From Classic to Contemporary (and back):
John Fowles’s
“The Magus”
Some novels refuse to fade from memory, and The Magus is one of them. It explores the self, love, mystery, adventures of the mind, body and spirit. Its ending is as mysterious as anything else in the story. It refuses to be categorized and in rising above easy genre naming becomes a novel I have never stopped thinking about. Scenes endlessly come to mind with unerring similitude.
First published in 1965, it has evoked such powerful intellectual and emotional forces in my life that I had to make it a part of my own first novel, Wild Blue Yonder. Two characters, sitting in a London park, are reminded of the closing scene between Nicholas Urfe and Alison Kelly. Both are complex characters who defy easy interpretation, yet as Alison remains enigmatic Nicholas is easier to characterize as self-centered in the extreme. One wonders, while reading, if he will be transformed into a feeling, caring individual by the novel’s end yet as the last page turns, wonder still prevails.
Fowles rewrote The Magus and published a revised version in 1977. For me, this was heresy; although I own a copy, I’ve never read it. I long ago decided I would not want to read what he changed.
I did see the movie, starring Peter O’Toole and Anna Karina, and in fact watched it again recently [inspiring me to review the book here]. I was disappointed: O’Toole, although he seemed to try, could not measure up to the novel Urfe’s ennui and preening egotism. Far better it might have been if Oliver Reed had played this role. Similarly, Karina failed to capture Alison’s (renamed Anne for some reason) courage and emotional complexity. Its other shortcomings don’t deserve mentioning here.

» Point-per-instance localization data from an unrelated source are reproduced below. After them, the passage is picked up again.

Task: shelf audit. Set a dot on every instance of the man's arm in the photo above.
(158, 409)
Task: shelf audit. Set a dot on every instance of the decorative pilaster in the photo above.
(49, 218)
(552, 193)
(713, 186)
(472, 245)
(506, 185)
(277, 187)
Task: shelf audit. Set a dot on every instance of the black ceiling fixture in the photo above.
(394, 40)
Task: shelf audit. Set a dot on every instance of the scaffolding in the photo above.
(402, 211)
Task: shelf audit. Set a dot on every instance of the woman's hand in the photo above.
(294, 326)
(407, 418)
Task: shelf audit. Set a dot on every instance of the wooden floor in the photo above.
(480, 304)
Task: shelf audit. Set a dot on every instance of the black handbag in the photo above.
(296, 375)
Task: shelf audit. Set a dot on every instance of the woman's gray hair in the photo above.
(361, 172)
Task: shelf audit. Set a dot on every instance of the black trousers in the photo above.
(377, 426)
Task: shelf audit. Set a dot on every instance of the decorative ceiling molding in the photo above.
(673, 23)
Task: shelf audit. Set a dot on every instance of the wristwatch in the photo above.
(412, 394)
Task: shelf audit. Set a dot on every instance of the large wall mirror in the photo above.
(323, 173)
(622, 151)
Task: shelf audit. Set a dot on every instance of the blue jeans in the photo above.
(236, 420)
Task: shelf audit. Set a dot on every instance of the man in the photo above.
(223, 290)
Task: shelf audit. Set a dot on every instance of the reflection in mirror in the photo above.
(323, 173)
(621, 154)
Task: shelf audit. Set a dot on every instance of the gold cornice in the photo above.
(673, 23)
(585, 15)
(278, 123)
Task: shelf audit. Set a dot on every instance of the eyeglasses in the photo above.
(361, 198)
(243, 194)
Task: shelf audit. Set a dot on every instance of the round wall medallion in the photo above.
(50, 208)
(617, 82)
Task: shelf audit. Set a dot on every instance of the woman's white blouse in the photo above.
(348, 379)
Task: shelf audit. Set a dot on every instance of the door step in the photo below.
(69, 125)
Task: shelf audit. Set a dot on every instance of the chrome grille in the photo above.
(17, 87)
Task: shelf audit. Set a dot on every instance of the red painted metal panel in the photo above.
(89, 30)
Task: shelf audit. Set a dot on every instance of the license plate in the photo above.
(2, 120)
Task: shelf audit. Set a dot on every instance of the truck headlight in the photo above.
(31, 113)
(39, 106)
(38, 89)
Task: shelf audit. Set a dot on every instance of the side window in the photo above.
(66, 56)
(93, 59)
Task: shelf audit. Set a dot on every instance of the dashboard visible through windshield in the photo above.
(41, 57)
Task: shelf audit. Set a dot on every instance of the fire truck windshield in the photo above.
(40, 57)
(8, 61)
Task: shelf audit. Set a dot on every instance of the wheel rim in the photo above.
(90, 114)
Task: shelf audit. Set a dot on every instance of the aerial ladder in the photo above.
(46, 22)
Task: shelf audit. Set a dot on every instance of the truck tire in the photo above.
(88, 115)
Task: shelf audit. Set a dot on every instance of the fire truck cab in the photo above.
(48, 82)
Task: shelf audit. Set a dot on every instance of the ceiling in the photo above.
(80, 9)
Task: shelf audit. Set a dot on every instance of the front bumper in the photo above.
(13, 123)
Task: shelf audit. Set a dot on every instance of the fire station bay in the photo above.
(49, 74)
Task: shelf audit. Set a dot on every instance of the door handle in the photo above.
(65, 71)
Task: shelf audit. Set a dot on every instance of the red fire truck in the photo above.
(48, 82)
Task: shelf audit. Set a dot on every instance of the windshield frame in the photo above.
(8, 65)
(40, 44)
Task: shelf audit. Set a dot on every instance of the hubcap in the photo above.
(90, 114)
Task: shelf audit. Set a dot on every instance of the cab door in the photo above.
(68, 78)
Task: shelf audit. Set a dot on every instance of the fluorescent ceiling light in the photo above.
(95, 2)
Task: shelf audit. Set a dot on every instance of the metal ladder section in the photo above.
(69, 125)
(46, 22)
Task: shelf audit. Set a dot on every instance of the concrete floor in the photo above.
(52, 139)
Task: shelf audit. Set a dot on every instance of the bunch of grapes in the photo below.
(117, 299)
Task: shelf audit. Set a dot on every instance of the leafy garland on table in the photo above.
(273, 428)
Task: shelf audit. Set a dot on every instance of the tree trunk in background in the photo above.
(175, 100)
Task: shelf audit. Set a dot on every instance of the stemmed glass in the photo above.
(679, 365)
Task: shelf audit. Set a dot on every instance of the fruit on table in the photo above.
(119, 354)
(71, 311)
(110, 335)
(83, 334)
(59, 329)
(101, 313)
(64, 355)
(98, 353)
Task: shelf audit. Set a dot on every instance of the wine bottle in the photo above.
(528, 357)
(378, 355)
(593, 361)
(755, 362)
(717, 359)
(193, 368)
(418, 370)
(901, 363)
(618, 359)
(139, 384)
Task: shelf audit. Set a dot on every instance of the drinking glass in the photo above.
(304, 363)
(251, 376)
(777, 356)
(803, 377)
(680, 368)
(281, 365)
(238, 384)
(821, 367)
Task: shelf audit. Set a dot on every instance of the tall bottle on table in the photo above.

If you have not read The Magus, I encourage you to do so. You could say it was a literary aspect of the social awakening of the 1960s, and you would not be wrong, yet there are no hippies, no drugs. In their place is pure, unadulterated consciousness-raising. Conchis, the novel’s magus, offers it to Nicholas. Does he accept the offer? Your consciousness will rise in your efforts to answer that question.